Wandslinger
At PreMortem I worked mostly on the general gameplay, and the different menus. Here are some highlights from the eight months I worked on the Wandslinger demo. At PreMortem we were two programmers, two artists and one designer.
Area effects
Structure
I set up the area effects in the game by making a C++ class which was inherited by a more general blueprint class which was then again inherited by the specific element classes. I made it this way to be able to implement the core features in C++, while also giving the designer and myself the ability to change small things for every element without having to do the same thing in every element subclass.
The approach with having the specific classes as blueprint child classes of one more general blueprint class which was inherited by one C++ class was how I worked with most of the stuff I did on Wandslinger. I set up the projectiles and the enemies the exact same way.

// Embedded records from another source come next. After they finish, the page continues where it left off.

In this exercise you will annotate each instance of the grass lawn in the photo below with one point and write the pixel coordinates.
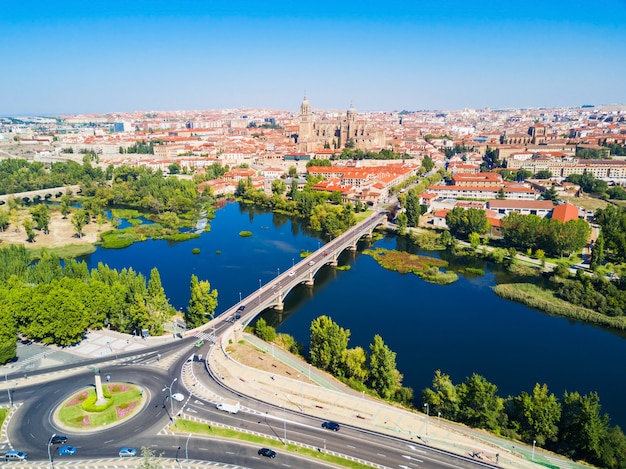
(187, 426)
(126, 401)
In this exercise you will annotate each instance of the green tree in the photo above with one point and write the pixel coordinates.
(65, 205)
(278, 186)
(442, 397)
(264, 331)
(538, 415)
(582, 427)
(202, 303)
(41, 217)
(383, 377)
(480, 406)
(27, 223)
(413, 209)
(427, 164)
(79, 219)
(462, 222)
(355, 364)
(327, 346)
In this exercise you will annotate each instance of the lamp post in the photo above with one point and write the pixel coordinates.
(169, 390)
(6, 380)
(187, 450)
(50, 454)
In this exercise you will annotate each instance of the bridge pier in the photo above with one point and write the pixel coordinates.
(310, 279)
(279, 306)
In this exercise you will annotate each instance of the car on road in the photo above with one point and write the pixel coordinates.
(331, 426)
(66, 450)
(127, 452)
(268, 453)
(15, 455)
(178, 397)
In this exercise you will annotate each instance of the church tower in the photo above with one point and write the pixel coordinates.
(305, 129)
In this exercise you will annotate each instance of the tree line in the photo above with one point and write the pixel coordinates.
(328, 351)
(324, 210)
(55, 302)
(573, 426)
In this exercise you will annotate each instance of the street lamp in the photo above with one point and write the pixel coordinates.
(6, 380)
(169, 389)
(187, 450)
(49, 454)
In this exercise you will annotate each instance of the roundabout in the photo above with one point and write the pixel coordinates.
(79, 412)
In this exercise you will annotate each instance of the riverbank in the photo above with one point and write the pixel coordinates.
(61, 238)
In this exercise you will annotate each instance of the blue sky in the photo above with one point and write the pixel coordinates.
(80, 56)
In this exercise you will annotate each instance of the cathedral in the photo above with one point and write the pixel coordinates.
(339, 133)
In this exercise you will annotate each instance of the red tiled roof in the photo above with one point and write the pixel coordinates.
(565, 212)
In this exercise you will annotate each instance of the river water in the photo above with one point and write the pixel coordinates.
(460, 328)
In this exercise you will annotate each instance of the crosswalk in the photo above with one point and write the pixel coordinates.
(208, 336)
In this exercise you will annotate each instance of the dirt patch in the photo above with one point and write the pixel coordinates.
(61, 232)
(247, 354)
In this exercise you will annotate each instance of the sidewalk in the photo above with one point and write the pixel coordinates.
(329, 399)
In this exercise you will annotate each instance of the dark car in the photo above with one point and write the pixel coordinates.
(331, 426)
(268, 453)
(58, 440)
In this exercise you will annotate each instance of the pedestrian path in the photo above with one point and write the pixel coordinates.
(359, 410)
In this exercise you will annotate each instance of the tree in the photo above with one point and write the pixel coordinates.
(27, 223)
(413, 209)
(480, 405)
(41, 217)
(278, 186)
(383, 377)
(79, 219)
(427, 164)
(355, 364)
(202, 302)
(538, 415)
(442, 397)
(582, 428)
(462, 222)
(264, 331)
(65, 205)
(327, 346)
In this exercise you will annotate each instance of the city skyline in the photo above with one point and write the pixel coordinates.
(90, 58)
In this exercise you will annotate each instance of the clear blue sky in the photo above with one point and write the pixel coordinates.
(103, 56)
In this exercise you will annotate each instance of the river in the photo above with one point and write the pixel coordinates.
(460, 328)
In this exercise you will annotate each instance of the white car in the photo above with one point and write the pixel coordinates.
(178, 397)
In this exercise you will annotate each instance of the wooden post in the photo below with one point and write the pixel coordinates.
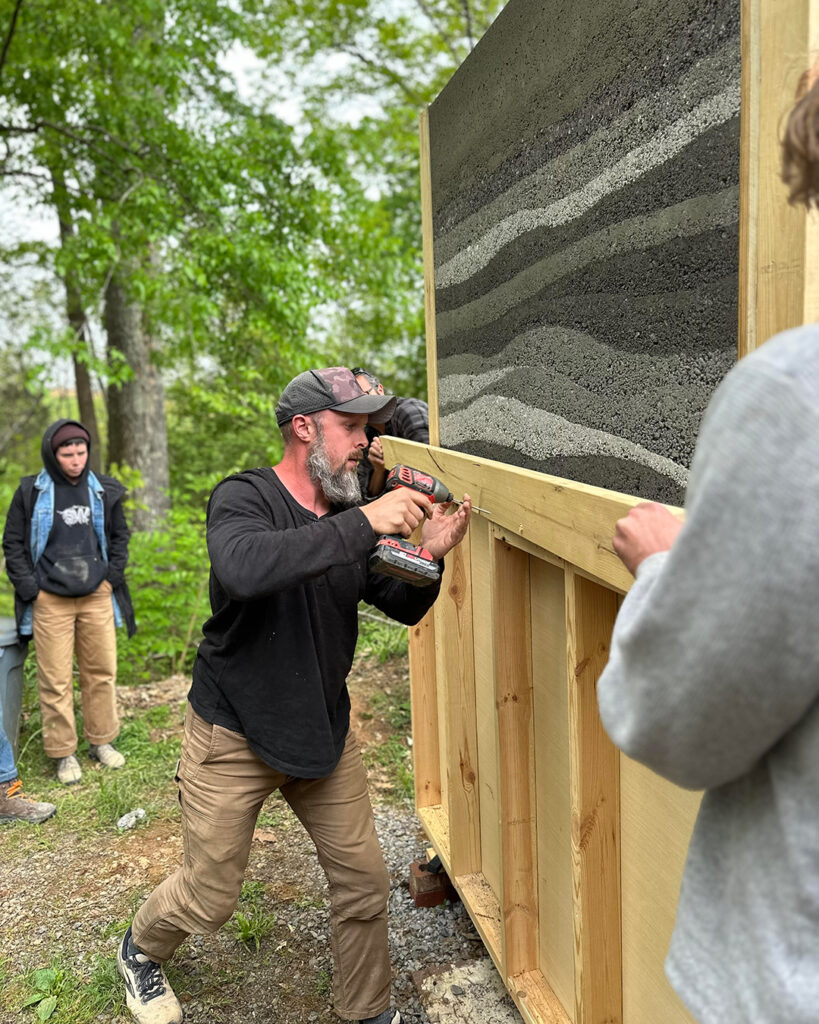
(778, 243)
(512, 613)
(591, 610)
(424, 701)
(456, 667)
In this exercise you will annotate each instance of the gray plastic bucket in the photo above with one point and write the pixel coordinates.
(12, 654)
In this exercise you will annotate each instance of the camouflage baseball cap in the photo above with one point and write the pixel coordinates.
(334, 388)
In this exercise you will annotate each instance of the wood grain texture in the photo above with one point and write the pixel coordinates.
(483, 630)
(573, 521)
(424, 702)
(511, 607)
(595, 809)
(656, 820)
(556, 958)
(456, 667)
(429, 278)
(436, 824)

To differentiate blueprint classes from C++ classes we decided to use BP_ as a prefix for the blueprint classes and no prefix for the C++ classes.
This page will be continuously updated with more stuff I did on Wandslinger.
Implementation
The area effects are made of a closed spline. I used Unreal’s spline component, to let the designer use the tools that already exist in Unreal to shape the area effects.
To know if an actor was inside an area effect, I first made a box around the spline to see if the actor was close to the spline. If the actor was outside of the box, the actor was outside of the spline area. If it was inside the box I fetched the closest point on the spline and calculated if the actor was to the right of the point or not. If it was to the right it was inside and otherwise not.